A leaked Supreme Court draft could overturn landmark Roe v. Wade decision

The fight for reproductive rights continues after a SCOTUS draft was leaked by Politico


Photo courtesy of npr.org (via Getty Images)

Abortion rights activists attend a rally in front of the U.S. Supreme Court building on May 5 in Washington, DC.

Mya Collins, Assistant Editor, News

A draft written by Associate Justice Samuel Alito was leaked on May 2 which could overturn the historic Roe v. Wade Supreme Court decision declaring abortion as a constitutional right, sparking outrage across the country. 

The leaked draft was published by Politico with an opinion on the Dobbs v. Jackson Women’s Health Organization case, but the final draft is not expected to be published until the end of June. Until the publication, Supreme Court justices can change their opinion prior to the final decision being issued. 

“Roe was egregiously wrong from the start,” Alito wrote. “Its reasoning was exceptionally weak, and the decision has had damaging consequences. And far from bringing about a national settlement of the abortion issue, Roe and Casey have enflamed debate and deepened division.”

Chief Justice John Roberts has initiated an investigation into the leak as members of the Supreme Court begin to speak out about the “unspeakable breach of trust.”

“When you lose that trust, especially in the institution that I’m in, it changes the institution fundamentally,” Justice Clarence Thomas said. “You begin to look over your shoulder.
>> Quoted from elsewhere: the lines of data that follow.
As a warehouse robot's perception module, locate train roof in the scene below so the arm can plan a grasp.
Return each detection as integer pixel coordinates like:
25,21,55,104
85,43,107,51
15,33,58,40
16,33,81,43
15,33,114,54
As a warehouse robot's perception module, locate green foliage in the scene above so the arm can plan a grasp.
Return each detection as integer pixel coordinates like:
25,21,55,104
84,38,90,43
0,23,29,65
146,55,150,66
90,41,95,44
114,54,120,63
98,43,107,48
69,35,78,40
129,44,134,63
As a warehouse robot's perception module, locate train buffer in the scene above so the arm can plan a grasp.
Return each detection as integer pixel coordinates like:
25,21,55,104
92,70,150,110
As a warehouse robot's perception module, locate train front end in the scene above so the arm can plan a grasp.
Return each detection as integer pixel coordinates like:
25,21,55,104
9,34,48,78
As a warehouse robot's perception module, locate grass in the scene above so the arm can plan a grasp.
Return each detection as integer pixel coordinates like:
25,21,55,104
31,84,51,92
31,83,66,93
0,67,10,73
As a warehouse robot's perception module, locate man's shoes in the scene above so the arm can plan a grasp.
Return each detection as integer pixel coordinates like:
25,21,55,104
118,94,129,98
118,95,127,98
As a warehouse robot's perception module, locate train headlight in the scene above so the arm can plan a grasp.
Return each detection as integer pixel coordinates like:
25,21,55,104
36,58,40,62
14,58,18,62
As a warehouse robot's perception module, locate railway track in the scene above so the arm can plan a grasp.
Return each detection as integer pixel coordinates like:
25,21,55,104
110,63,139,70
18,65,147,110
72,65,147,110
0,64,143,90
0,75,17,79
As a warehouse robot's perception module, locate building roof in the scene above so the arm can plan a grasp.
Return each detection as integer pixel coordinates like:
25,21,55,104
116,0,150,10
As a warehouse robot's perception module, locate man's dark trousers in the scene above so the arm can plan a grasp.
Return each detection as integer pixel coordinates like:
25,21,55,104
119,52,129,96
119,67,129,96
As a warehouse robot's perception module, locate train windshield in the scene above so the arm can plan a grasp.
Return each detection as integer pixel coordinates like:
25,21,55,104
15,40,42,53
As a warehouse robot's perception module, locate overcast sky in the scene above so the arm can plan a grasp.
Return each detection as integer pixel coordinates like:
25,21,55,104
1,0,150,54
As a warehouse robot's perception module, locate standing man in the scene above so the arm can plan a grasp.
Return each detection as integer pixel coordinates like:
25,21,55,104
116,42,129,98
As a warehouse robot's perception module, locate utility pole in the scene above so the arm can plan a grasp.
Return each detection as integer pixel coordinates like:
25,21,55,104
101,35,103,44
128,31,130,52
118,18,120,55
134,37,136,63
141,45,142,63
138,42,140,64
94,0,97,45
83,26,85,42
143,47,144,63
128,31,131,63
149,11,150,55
It’s like kind of an infidelity that you can explain it, but you can’t undo it.”

Although the overturning of Roe. v. Wade would does not mean all 50 states will ban the medical procedure, other states could place restrictions on abortions, thus lowering their access to patients. 

“It’s important to understand that the long-term agenda of abortion opponents doesn’t end with overturning Roe,” Brigitte Amiri, deputy director of the ACLU’s Reproductive Freedom Project, said. “What they want is a nationwide ban on abortion. So if you’re in a state like New York or California, where you believe you will have access to abortion even if Roe is overturned, that is true in the short term. But the plan from abortion opponents is to continue to push for a nationwide ban, so that could change.

Since the draft was leaked, the public has erupted into protests against abortion restrictions to rally in support of reproductive rights. 

“I don’t want to be a 15-year-old that’s pregnant,” 11-year old Isla Grant-Reyes said during a protest in Brooklyn. “That’s your choice, and it should be your choice. I’m here because I deserve rights.”

Talk about reproductive rights has centered around the concept of pro-life versus pro-choice, the difference being that like latter advocates for the legalization of abortion as a fundamental human right to those who choose that path for themselves. 

“Abortion is deeply personal and the government should not be allowed to dictate what happens with someone’s body,” sophomore Savanna Riddick said. “Pro-choice does not mean pro-abortion.”

Moving forward, reproductive rights advocates continue to protest and stay engaged in the uproar as more information about the leaked Supreme Court draft that will arguably change the course of history is released.